Tuesday, March 11, 2014

The Sierra Club And Environmentalism Part I


Dale Matson

Would The Sierra Club Allow The John Muir Trail To Be Built Today?

Muir Hut at Muir Pass JMT

I have been an outdoorsman most of my life. My family had a cabin near Gould City in Michigan’s Upper Peninsula. My dad, brother and I used to fish some of the local lakes and streams. It would bother me when I would see beer bottles and various other forms of trash in the otherwise pristine streams and lakes. We also had a lake home on Tipsico Lake in Lower Michigan where I spent 20 summers. Our boat was a canoe.

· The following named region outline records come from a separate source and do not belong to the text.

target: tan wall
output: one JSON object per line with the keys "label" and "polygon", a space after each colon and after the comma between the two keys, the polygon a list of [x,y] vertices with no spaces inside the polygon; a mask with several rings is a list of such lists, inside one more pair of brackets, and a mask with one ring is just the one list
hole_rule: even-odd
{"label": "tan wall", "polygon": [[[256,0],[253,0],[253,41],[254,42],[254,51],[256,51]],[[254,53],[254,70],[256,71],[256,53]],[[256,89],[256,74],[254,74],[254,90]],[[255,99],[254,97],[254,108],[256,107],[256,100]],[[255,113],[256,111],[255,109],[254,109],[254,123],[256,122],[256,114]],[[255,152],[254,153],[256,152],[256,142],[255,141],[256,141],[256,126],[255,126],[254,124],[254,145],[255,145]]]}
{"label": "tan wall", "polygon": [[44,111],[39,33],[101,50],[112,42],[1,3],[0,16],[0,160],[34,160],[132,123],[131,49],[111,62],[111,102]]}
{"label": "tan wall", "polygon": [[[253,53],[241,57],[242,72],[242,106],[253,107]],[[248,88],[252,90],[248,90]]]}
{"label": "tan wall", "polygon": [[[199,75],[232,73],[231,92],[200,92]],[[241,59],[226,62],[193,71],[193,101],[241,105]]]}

At one time I considered joining the Sierra Club even though I knew nothing of the Sierras or the club’s founder, John Muir. I had planned on becoming a conservation officer after high school and was a member of the Forestry Club in high school. I twice attended the Michigan United Conservation Club Camp near Baldwin Michigan.

Much of my later professional life was spent outdoors as a plumber, arborist, heavy equipment operator and landscape maintenance foreman. During this time I designed and built an earth sheltered passive solar home. I was also a trail runner and ran the Ice Age trails in the Southern Kettle Moraine area of Wisconsin that was named after John Muir.

How ironic that I would eventually wind up hiking the John Muir Trail in the Sierra Nevada Mountains. I wrote a book about it called, A Pilgrim’s Progress And The John Muir Trail. As an ultra runner, I have run many of the trails in Yosemite and Kings Canyon National Parks. In later years I backpacked much of Kings Canyon National Park and have been a civilian volunteer for the Fresno County Sheriff’s Department Search and Rescue Team. I have written books about this also.

I have also had an opportunity to meet John Muir through his writings and understand his love for the wilderness and mountains. I have always seen him as a kind of priest of the wilderness. There were many others during the same era that encouraged folks to partake of the healing balm of wilderness experiences. Men like LeConte, Mather, Pinchot and Solomons helped make it happen. It was a dream of Solomons that helped make the John Muir Trail a reality. Much of this wilderness is just east of my home in Fresno California.

While few would argue against calling these men environmentalists, it must be said that they were also humanists in the sense that their stewardship and preservation of these wilderness areas was for the enjoyment of future generations of people. These areas were not being set aside as animal preserves as much as they were set aside as places for people. I believe they were advocates for humans interfacing with the environment. There was a kind of evangelical zeal about this and an environmental advocacy that led to land being set aside in perpetuity for this purpose. This was a right and noble use of political influence on governmental policy, funding and oversight.

In the 21st century, things are changing regarding environmentalism and advocacy. I am becoming increasingly aware of a kind of activism that is not pro environment as much as it is anti people. Others are noting this too. Ken Murray MD, a member of the High Sierra Volunteer Trail Crew made the following comment: This trend represents the ongoing loss of national resources — our trails and the access they provide. And these losses seem to be happening without public awareness or debate. Yes, there are some people who believe that wilderness areas are better off without trails or the ability of people to access them; they want the land kept pure and believe that the harder it is to get into the forests, the better. They hold as their scripture the 1964 Federal Wilderness Act, which designates areas “where the earth and its community of life are untrammeled by man.” I read the Wilderness Act differently, since it also speaks of wilderness lands being preserved “for the people,” as places where “man himself is a visitor.”

The first part of this essay was to provide a sense of who I am and some of my experiences as an outdoorsman. I do care about the wilderness and consider myself an environmentalist. I will conclude part one of this essay with a simple question. Would the Sierra Club allow the John Muir Trail to be built today?